Von einem Scheitern des Projekts "Juniorprofessur" wie gestern von der Welt zitiert, wollte Ulrike Flach heute in einem Telefoninterview zwar nicht mehr sprechen - ihre Zwischenbilanz fiel jedoch trotzdem negativ aus:
Ich habe nur gesagt, es entspricht nicht dem was Frau Bulmahn auf ihrer Website als Erfolg bezeichnet. Und es entspricht auch leider nicht dem, was wir uns als Bildungspolitiker alle erhofft haben. Die Umsetzung erfolgt bei weitem nicht in diesem Tempo und mit der Erfolgsquote - wie wir es uns erhofft hatten.
Woher Ulrike Flach das weiß? Die Vorsitzende des Bildungsausschuss des Bundestages startete vor einigen Monaten eine Umfrage bei Universitäten. Sie wollte wissen ob sich die Juniorprofessur, mit der die Bundesregierung eine radikale Senkung des Durchschnittsalters der Professoren anstrebt, durchsetzt. Geantwortet haben bis heute knapp 70 Prozent der Hochschulen. Die Zahlen der Bundesregierung - 623 Juniorprofessoren sollen bereits an deutschen Hochschulen arbeiten - hält Flach demnach für viel zu hoch gegriffen. Sie kommt nur auf 414 Juniorprofessuren - aber die Umfrage ist ja auch noch nicht abgeschlossen. Flachs Vorwurf - der schleppenden Umsetzung - entgegnet Wolf Michael Catenhusen, Staatssekretär im Bundesbildungsministerium, das Interesse an Juniorprofessuren sei ungebrochen und für eine Bilanz sei es noch viel zu früh.
Ich denke, dass die Etablierung der Juniorprofessur Zeit braucht. Ich denke man kann ernsthaft solch eine Bilanz frühestens nach drei Jahren ziehen - wenn tatsächlich die Universitäten ihre Verfahren abgeschlossen haben. Also, Kritik kann man an Hochschulen üben, dass sie das Instrument nicht schnell genug umsetzen. Aber ich denke, dass allein die Bewerberzahlen, nämlich dass im Schnitt über sieben Wissenschaftler und Wissenschaftlerinnen sich auf solche Stellen beworben haben, zeigt, dass dieses Instrument offenkundig attraktiv ist.

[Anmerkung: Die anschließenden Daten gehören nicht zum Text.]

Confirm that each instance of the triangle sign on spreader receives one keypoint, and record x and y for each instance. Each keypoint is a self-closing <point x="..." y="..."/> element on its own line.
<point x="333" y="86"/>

Doch die FDP-Bildungspolitikerin Ulrike Flach sieht sehr wohl einen Grund dafür, Alarm zu schlagen: Nur fünf Bundesländer haben die Einführung der Juniorprofessur bisher im Landesrecht umgesetzt und viele große Länder mit zahlreichen Universitäten, darunter auch Nordrhein-Westfalen, legen keine Eile an den Tag.

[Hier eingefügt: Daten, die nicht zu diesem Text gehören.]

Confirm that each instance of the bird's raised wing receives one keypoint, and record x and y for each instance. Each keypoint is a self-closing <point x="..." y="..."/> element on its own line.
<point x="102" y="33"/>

Das eigentliche Problem ist, dass die Länder das momentan nicht umsetzen. Die Rechtslage ist den Universitäten dann zu unklar und aus diesem Grunde machen sie dann in einem sehr langsamen Tempo die ganze Umsetzung - oder fangen überhaupt nicht an. Das haben wir vor allem an den großen Universitäten in Nordrhein-Westfalen, Bonn und Köln sind da Beispiele, da bewegt sich gar nichts aufgrund der unklaren Rechtslage. Ich zeige da mit dem Finger auch weniger auf Frau Bulmahn, als vielmehr auf die Länder. Denn die Blockade, wenn man hier von Blockade sprechen kann, ist eindeutig auf Länderseite.

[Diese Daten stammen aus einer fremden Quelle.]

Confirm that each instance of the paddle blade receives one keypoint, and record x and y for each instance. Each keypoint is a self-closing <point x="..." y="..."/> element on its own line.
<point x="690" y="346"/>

Ein Vorwurf der vor allem in Richtung Bayern und Baden-Württemberg geht. Denn diese beiden unionsregierten Bundesländer haben gegen eine Einführung der Juniorprofessur vor dem Bundesverfassungsgericht geklagt, und anderem weil sie darin eine faktische Abschaffung der Habilitation sehen. Dass die Klage eine lähmende Wirkung auch auf die anderen Bundesländer hat, glaubt auch Bildungsstaatssekretär Catenhusen. Doch er demonstriert Optimismus:
Dieser Streit wird vom Bundesverfassungsgericht entschieden werden. Ich denke, der im internationalen Vergleich sehr lange Qualifizierungsweg und die lange Unselbstständigkeit vieler, die auf dem Weg zum Hochschullehrerberuf sind, hat deutlich gemacht, dass die Habilitation eben nicht im internationalen Vergleich den Königsweg zur Gewinnung von Professoren und Professorinnen darstellt. Die wie wir es jetzt wollen, sehr frühzeitig selbstständig in Forschung und Lehre arbeiten können.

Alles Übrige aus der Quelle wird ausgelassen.